また、体は修道士のような服を着ているが、布の上からでもわかるほどに均整のとれた体をしていた。
男は柔和な笑みを浮かべながら、首をかしげた。
「それで?私と契約をしに来たんだね?」
予想が確信に変わった。僕は尋ね返した。
「それって、契約しなかったらどうなるのさ?」
「死ぬよ。」
「選ぶ余地がないじゃないか。」
「死にたくないのかい?」
「もちろん。」
死にたくはない。なんとかして生き残りたい。それは人間の本能だろう。
僕はさらに悪魔に尋ねた。
「契約って?」
「君が私の願いを叶えると約束する。私は君に力の一部を分けてあげる。」
「僕が悪魔の願いを叶えるの?」
「そうだよ。悪魔が現世に力を及ぼすには人間が必要不可欠だ。」
僕は考えた。この悪魔と神官、どちらがより僕を生かしておいてくれる可能性があるか。神官たちは有無を言わさず僕をここへ連れてきたが、まだ目の前の悪魔は交渉の余地がある。少なくとも人語を解し、僕と話す意思がある。
「で?あんたの願いは何?」
「……君は見どころがあるね。」
悪魔は口角をぐいっと持ち上げて笑った。そして口が耳まで裂け、鋭く尖った牙をのぞかせた。

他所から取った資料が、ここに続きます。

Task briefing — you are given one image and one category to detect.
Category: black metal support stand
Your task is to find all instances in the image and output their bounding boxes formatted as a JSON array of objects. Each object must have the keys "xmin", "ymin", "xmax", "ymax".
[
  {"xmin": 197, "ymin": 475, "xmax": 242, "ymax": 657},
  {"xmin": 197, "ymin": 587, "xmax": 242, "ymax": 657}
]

僕は怖くなかった。その姿はいつだったか神殿で見た悪魔の絵にそっくりで、もう知っているものだった。それに、僕は悪魔が牙で人を殺さないことも知っていた。悪魔は人を炎で焼くという。炎を一度たりとも出していない目の間の悪魔が、僕を害する気がないのは明白だった。
「悪魔を恐れない少年よ。君の名は?」
「トリク……。」
「そう、トリク…。私はね、君のような存在を待っていたんだ。私の願いを伝えよう。」
僕はその願いを聞き、うなずいた。そうして、悪魔と契約を交わした。